The total cost of STIs far exceeds the medical cost burden estimated in this study, which did not include costs associated with lost productivity, other non-medical costs, and STI prevention.
“Proven STI prevention – at all levels – is a cornerstone of protecting America’s health, economic security, and wellness. There are significant human and financial costs associated with these infections, and we know from other studies that cuts in STI prevention efforts result in higher costs down the road. Preventing STIs could save billions in medical costs, but more importantly, prevention would improve the health and lives of millions of people,” explains Raul Romaguera, acting director for CDC’s Division of STD Prevention.
What can be done?
The findings highlight the ongoing need for better and more robust data to inform population-level prevalence and incidence estimates, emphasizes the team. According to the researchers, Covid-19 has underscored the underlying effects of systemic health and social inequities that put racial and ethnic minority groups and other populations at increased risk of infection.

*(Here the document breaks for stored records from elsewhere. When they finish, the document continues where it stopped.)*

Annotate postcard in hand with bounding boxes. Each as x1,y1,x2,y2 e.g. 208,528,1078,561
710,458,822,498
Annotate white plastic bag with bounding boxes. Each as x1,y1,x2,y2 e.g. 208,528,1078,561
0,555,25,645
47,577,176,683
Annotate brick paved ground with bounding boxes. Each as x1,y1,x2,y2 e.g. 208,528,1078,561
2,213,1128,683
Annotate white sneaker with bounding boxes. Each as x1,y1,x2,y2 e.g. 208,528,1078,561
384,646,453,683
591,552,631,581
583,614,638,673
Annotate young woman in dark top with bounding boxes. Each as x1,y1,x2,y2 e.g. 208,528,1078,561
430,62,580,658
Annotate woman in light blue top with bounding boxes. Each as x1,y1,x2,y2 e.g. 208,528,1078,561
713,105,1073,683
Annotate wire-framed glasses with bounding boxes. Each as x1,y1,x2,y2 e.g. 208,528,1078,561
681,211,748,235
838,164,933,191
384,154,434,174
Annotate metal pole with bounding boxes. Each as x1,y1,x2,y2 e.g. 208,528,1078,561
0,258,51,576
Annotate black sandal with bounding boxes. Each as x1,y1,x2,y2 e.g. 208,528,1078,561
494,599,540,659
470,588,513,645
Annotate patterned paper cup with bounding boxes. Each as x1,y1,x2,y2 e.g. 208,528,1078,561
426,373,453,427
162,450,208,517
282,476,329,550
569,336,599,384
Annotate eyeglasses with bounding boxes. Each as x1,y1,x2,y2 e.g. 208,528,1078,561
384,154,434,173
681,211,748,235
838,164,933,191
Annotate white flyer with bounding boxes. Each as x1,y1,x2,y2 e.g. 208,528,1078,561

Similarly, there is an ongoing disproportionate burden of STIs among certain racial and ethnic groups; among young people between 15 and 24 years old who accounted for nearly half of all new STIs in 2018; and among women, who account for a disproportionate burden of severe STI outcomes and medical costs.
The CDC calls for considering the social, cultural, and economic conditions that make it more difficult for some sexually active people to stay healthy, such as poverty, unstable housing, drug use and lack of medical insurance or medical home.
“CDC’s new estimates are critical to better understanding the scope of STIs in the US. However, the findings also highlight gaps in the scientific literature and the ongoing need for more data. This includes the need for population-based STI screening estimates to provide a better picture of diagnosed and undiagnosed STIs in groups disproportionately affected, including some racial/ethnic minority groups and people who are lesbian, gay, bisexual, transgender, or and queer/questioning LGBTQ,” say experts.
The CDC suggests that strategies used to overcome barriers associated with the Covid-19 pandemic have the potential to help reverse increases in STIs. For example, STI-express clinics that allow walk-in STI testing and treatment without a full clinical exam can be helpful.
The authors advise focusing on telehealth or telemedicine, which can ensure access to healthcare providers, support self-testing or self-collection, and is especially critical in rural areas. Partnerships with pharmacies and retail health clinics, which can provide new access points for STI services, such as on-site testing and treatment, is another recommendation.